I sought 10 reasons for optimism – and found five. First, it may look as though the adult world is incapable of action, and technically we have known about carbon emissions for decades, but the consensus on fighting climate breakdown is relatively recent, and this era of global political will is quite new. Even if you look back to 2009, and the frustrated outcome of the Copenhagen COP summit, you can see how different the context was when nations weren’t in accord on the nature and urgency of the challenge.
Second, there is a huge amount that we now know; how to end fossil fuel dependency, how to build houses carbon neutrally and live carbon-neutral lives in them, how to rewild landscapes and greenify deserts, how to harness the power of the sun and wind. Discovery was the slow bit; enactment will be faster.
Third, look at the modelling of the geophysicist Brad Werner, described in Ann Pettifor’s Case for a Green New Deal. Analysing resource depletion across the world, Werner concluded that, in an unrestrained capitalist system, such actions were ‘so rapid, convenient and barrier-free that ‘earth-human systems’ were becoming dangerously unstable in response’. Yet there was one source of potential interruption; mass resistance movements. Extinction Rebellion, student climate strikes – we notice these things because they make the news for disrupting traffic – but they are also among the few factors that shake up the modelling that otherwise points to accelerating environmental degradation.
A great improvement
Fourth, if you look at action on climate change as restriction, a necessary curtailment that will deplete our quality of life, like a diet, then it does start to look rather unlikely. Yet if you look at it instead as something that will improve our lives greatly, both directly (in the liberation from the worst consequences of the climate crisis) and indirectly (in the greater equality that a different distribution of resources will inevitably bring about) then it all starts to look more practical and probable.
Fifth, you can say what you like about politicians and billionaires, about boomers and the inept Generation X, but one thing is true of all of us; we don’t want our children to perish, or theirs for that matter, and this ought to be our guiding principle, obliterating all other concerns.

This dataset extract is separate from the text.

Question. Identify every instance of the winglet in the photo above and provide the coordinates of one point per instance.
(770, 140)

I want to say these notions changed the mood of the household, but I was missing the point. If kids are going to be presented with the facts of the climate crisis, as they must be, this cannot be counteracted with loving boosterism. You need to teach them how to harness and act on their own political power. You need to teach them how to build those resistance movements that are all that’s standing between us and Earth’s galloping instability. You cannot educate a generation on the dangers posed to them without giving them the political tools to respond.
The education secretary who periodically pledged to ‘depoliticise’ the curriculum has now been sacked, but that’s probably not the end of silly, attention-seeking, skirmishes in a confected culture war.
The urgent, meaningful work is to politicise the curriculum.